Have a Very Creative Day!

Monday, June 16, 2008

So Many Gifts!

On Friday, I received a beautiful package in the mail. This package was full of treasures from our dear friend, Suki. She not only created the beautiful gifts with her art, but also with her words.

This photograph shows the items which were in the box. The wrapping paper was so beautiful. You can see that as a background for these items. The golden ribbon tied up the blue was also very beautiful. The card in the upper right corner was made by Suki and included a description of the meaning and the intention of the artist.

There were three books in this box, as well. One is a small magazine written by Rice Freeman-Zachery who also writes Notes from the Voodoo Cafe. Another book is Shaun Mcniff's book, Art Heals: How Creativity Cures the Soul. I am a great fan of Shaun Mcniff. But the book I am really excited to read right now is Suki's own novel, Catching the Light. Now if you are interested in this book and another secret title, please visit Suki's blog as she is having a little contest to give some books away.
Another gift in the box from Suki was this tiny Japanese book she made! Isn't it adorable? I really love the design, the paper and everything about it.
Look how tiny this little book is....and my hand is definitely on the small side.
Suki also read on this blog how I collect tiny pottery, so on her recent trip to Cape Cod, she stopped in at Diane Heart Pottery and purchased this small pot for my collection. Look at the detail of this little piece and the colors. It also feels so lovely in my hands.
Inside the little pot were these shells from the beach in Cape Cod along with a piece of sea glass. Suki picked these up for me during her trip. I am so very touched with this effort. I also have a collection of shells from around the world, but I did not have any from Cape Cod!
Now this is one of my very favorite pieces in the box. This is Suki's card! She hand makes these...a little piece of art for each person who receives her card! On the back, she has handwritten her email address!

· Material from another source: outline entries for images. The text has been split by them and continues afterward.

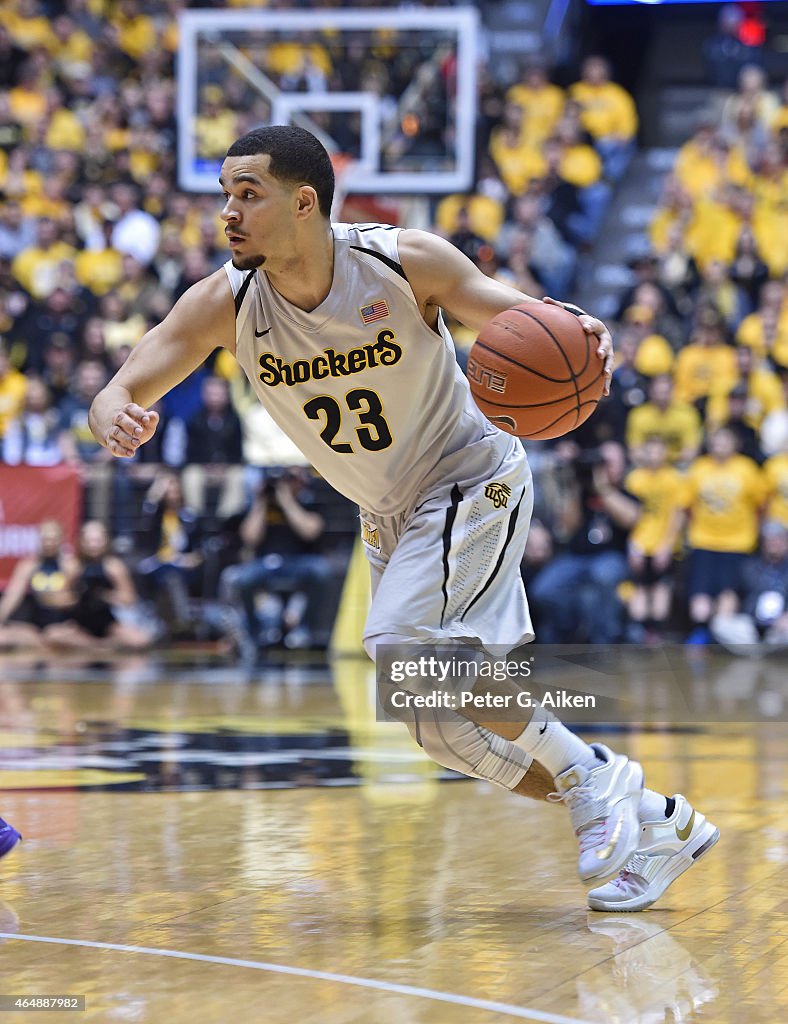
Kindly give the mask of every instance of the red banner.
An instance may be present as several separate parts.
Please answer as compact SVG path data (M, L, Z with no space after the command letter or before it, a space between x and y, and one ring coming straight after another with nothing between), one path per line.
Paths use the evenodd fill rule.
M38 524L55 519L75 544L82 514L82 474L74 466L0 465L0 589L19 558L38 552Z

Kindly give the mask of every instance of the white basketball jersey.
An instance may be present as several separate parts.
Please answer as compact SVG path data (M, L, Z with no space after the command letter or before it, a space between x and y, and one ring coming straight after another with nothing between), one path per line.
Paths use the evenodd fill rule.
M476 407L442 321L437 332L425 323L399 230L334 224L334 282L311 312L262 270L225 264L236 357L255 391L315 469L378 515L411 508L447 456L489 437L502 459L513 440Z

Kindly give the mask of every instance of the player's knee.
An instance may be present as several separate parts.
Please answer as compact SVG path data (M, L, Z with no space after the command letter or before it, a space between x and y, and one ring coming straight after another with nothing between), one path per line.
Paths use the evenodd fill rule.
M381 647L402 647L408 643L412 644L413 641L397 633L378 633L376 636L363 638L364 650L373 662L377 662Z
M444 768L507 790L518 784L532 760L502 736L466 720L420 720L419 735L425 753Z

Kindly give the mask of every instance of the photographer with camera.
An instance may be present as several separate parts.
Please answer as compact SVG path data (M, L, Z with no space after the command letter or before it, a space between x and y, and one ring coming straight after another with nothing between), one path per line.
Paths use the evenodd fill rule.
M309 471L300 466L268 469L242 520L239 536L247 560L224 569L219 583L223 600L240 603L246 628L255 644L283 639L288 647L324 646L320 606L331 563L318 548L325 523L315 511ZM280 625L260 635L257 595L261 591L301 593L305 606L298 622L289 621L286 605Z
M624 487L624 449L605 441L577 453L563 445L567 481L558 520L566 550L533 581L530 600L543 643L617 643L624 638L617 588L627 577L626 546L641 505Z

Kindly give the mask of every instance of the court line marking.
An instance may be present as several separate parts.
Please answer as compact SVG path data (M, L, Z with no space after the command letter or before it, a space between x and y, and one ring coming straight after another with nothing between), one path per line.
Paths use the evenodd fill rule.
M583 1021L577 1017L563 1017L560 1014L543 1013L541 1010L529 1010L527 1007L515 1007L509 1002L476 999L471 995L455 995L453 992L441 992L433 988L400 985L396 982L381 981L375 978L356 978L354 975L332 974L329 971L311 971L309 968L288 967L284 964L267 964L264 961L234 959L231 956L210 956L207 953L188 953L179 949L157 949L151 946L125 946L115 942L92 942L87 939L56 939L45 935L21 935L16 932L0 932L0 939L48 942L51 945L82 946L88 949L113 949L123 953L146 953L148 956L170 956L174 959L222 964L225 967L243 967L252 971L268 971L271 974L287 974L298 978L315 978L318 981L335 981L341 985L355 985L358 988L375 988L382 992L396 992L398 995L414 995L422 999L433 999L436 1002L453 1002L459 1007L473 1007L475 1010L486 1010L489 1013L519 1017L521 1020L537 1021L539 1024L592 1024L590 1021Z

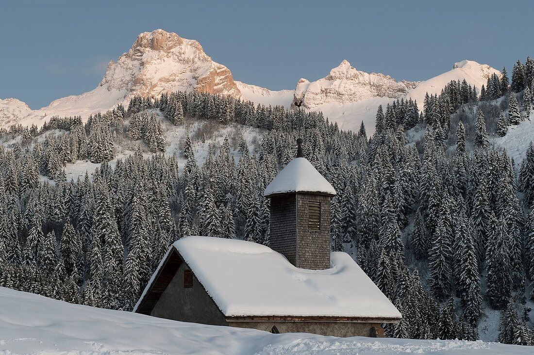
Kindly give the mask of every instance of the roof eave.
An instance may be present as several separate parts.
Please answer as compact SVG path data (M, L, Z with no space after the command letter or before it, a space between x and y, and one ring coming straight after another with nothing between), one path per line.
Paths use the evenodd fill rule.
M398 323L400 317L332 317L328 315L233 315L226 316L228 322L332 322L340 323Z
M264 194L264 197L270 198L273 196L278 196L279 195L289 195L290 194L307 194L309 195L321 195L321 196L329 196L331 197L335 196L337 193L331 193L329 192L323 192L321 191L284 191L283 192L273 192L269 194Z

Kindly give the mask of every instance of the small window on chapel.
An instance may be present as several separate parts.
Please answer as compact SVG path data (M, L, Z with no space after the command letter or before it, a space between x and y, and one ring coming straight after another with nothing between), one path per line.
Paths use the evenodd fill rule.
M184 270L184 288L193 287L193 273L190 270Z
M308 203L308 228L310 231L321 230L321 203L310 201Z

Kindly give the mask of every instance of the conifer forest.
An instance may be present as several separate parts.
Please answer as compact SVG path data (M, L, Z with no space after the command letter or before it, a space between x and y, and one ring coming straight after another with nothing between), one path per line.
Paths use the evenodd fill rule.
M534 60L501 73L380 106L370 136L196 91L2 129L0 286L130 311L180 238L269 246L263 191L301 138L337 192L331 249L403 314L387 336L475 340L496 311L497 340L534 344L534 145L515 161L492 143L530 119ZM71 178L73 163L99 165Z

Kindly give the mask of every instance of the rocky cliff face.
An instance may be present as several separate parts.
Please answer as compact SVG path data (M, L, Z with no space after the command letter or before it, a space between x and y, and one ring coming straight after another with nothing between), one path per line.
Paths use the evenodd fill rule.
M357 129L363 120L370 132L378 105L403 97L417 100L420 108L427 92L438 93L451 80L466 79L480 90L494 72L499 73L464 60L424 82L397 82L384 74L358 70L343 60L317 81L301 79L294 90L273 91L234 81L228 68L213 61L197 41L158 29L140 34L128 52L116 62L110 61L101 81L91 91L58 99L38 110L15 99L0 100L0 127L40 125L54 115L80 115L85 120L91 114L127 104L134 95L156 97L164 91L196 90L286 107L302 100L305 108L322 111L344 129Z
M373 97L396 98L417 86L419 82L398 82L388 75L361 72L343 60L330 73L317 81L301 79L295 88L294 101L302 100L312 109L325 104L355 102Z
M213 61L200 43L161 29L140 34L116 64L109 62L99 85L126 96L193 89L240 96L230 71Z

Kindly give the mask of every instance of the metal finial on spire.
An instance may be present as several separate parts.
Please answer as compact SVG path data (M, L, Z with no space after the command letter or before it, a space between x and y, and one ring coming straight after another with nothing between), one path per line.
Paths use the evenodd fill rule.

I receive so many gifts from blog friends each day on your blogs. This package was a lovely extra. I can't stop touching these items...something you can't do digitally! :)

Thank you Suki....and Thank You All for all the many treasures and gifts you share with me and with everyone you meet each day! Artists are so generous!

Now go and visit Suki's blog and see the treasures she is giving away!

Today...I send you each a big hug, a beautiful day and Love!